See you on the mat soon
Friends
Brian


----------



## Yari (Jul 18, 2003)

> _Originally posted by kilo _
> *I train under John Usher in Karl Geis Aikido who trained under Tomiki Sensei. *




Tomiki I only know by books, and articles.

Could you elaborate on John Ushers's AIkido? I would love to hear about it!

/Yari


----------



## Yari (Jul 18, 2003)

> _Originally posted by Brian _
> *If you are going to the Aiki expo in Las Vegas this year George will be having a workshop there.
> See you on the mat soon
> Friends
> Brian *




Oh, I loved to go. But as a recently fther of a daughter, and no mopney for vacation. I can't.
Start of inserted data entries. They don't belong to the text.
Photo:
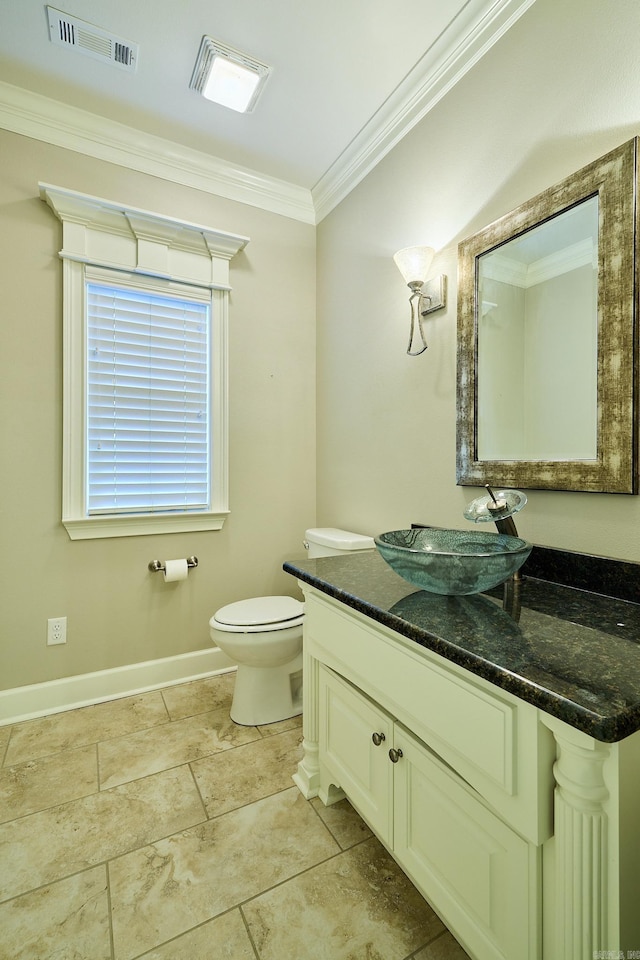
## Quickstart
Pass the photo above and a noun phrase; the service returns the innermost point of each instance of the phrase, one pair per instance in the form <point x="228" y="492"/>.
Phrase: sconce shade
<point x="413" y="263"/>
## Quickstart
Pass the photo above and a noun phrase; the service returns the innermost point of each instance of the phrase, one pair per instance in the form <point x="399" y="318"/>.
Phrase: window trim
<point x="103" y="240"/>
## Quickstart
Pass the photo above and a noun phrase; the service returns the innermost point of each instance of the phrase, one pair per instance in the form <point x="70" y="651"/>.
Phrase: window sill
<point x="93" y="528"/>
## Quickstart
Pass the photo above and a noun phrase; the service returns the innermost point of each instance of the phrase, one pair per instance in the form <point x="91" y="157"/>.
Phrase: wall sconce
<point x="426" y="295"/>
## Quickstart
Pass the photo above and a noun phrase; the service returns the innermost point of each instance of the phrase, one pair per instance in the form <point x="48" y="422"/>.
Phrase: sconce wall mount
<point x="427" y="296"/>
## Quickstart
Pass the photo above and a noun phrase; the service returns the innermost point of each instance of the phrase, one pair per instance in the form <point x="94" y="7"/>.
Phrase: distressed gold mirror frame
<point x="612" y="179"/>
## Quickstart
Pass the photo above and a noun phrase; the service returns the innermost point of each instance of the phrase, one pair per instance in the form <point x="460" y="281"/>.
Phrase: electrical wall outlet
<point x="56" y="630"/>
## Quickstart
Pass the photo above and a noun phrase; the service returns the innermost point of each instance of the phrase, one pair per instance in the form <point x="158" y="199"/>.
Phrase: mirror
<point x="546" y="344"/>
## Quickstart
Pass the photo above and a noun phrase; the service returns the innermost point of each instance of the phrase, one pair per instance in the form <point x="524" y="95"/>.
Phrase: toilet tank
<point x="329" y="542"/>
I live in Denmark/Scandinavia and the expens to travel to the States would just be too great. 

But maybe some day, love to meet som new people!!!

/Yari


----------



## kilo (Jul 18, 2003)

Heres a web site. http://www.karlgeis.com and www.msstate.edu/org/aikido/index.html.  Hope this helps.


----------



## Yari (Jul 19, 2003)

> _Originally posted by kilo _
> *Heres a web site. http://www.karlgeis.com and www.msstate.edu/org/aikido/index.html.  Hope this helps. *



Thanks

/Yari


----------



## Shogun (May 6, 2005)

studied Ideta ryu Bujutsu and Shin ryu Aikido under reverend Koichi Barrish of Tsubaki Kannagara Jinja


----------



## RichK (Jul 22, 2005)

Studied under Saotome Sensei and seminars with Ikeda, Yamada and Waite.


----------



## Korppi76 (Aug 11, 2005)

Now mainly under Endo sensei, Kobayashi sensei and Igarashi sensei.
Also some times I visit Sugawara sensei's seminars as well as Tissier sensei's seminars.


----------



## charyuop (Apr 1, 2008)

I hadn't seen this poll before.
I study under Doug Hanson Sensei belonging to the ASU (Aikido School of Ueshiba) federation.


----------



## MarkBarlow (Apr 1, 2008)

My initial training was with Karl Geis in the mid 70s.  After reaching Nidan, I began training with Toshiaki Takikawa and our Dojo hosted Tetsuro Nariyama for a couple of week-long visits.  While I've trained informally in Yoshinkan, my Aikido core has all been Tomiki/Shodokan.


----------



## morph4me (Apr 1, 2008)

I started with Sensei Walter Kopitov and then studied with Shihan Richard Bowe and am now training with Sensei Earl Layumas.


----------



## theletch1 (Apr 1, 2008)

I train under Sensei Rick McCraw who trained under the direction of Sensei Robert B. MacEwen jr.  I've had the chance to train under sensei MacEwen and enjoyed it.  Also had the chance to train under Morph for a day.:ultracool  Those of us that are spouting names that you've never heard of are from the NGA lineage.  Our style is probably most like shodokan or Tomiki styles of aikido that follow the Ueshiba lineage.


----------



## charyuop (Apr 2, 2008)

theletch1 said:


> I train under Sensei Rick McCraw who trained under the direction of Sensei Robert B. MacEwen jr. I've had the chance to train under sensei MacEwen and enjoyed it. Also had the chance to train under Morph for a day.:ultracool Those of us that are spouting names that you've never heard of are from the NGA lineage. Our style is probably most like shodokan or Tomiki styles of aikido that follow the Ueshiba lineage.


 
I don't know all the Sensei in the world (on the contrary, maybe I can count the ones I know on my fingers). So not only the ones you name are unknown to me LOL.


----------



## theletch1 (Apr 3, 2008)

charyuop said:


> I don't know all the Sensei in the world (on the contrary, maybe I can count the ones I know on my fingers). So not only the ones you name are unknown to me LOL.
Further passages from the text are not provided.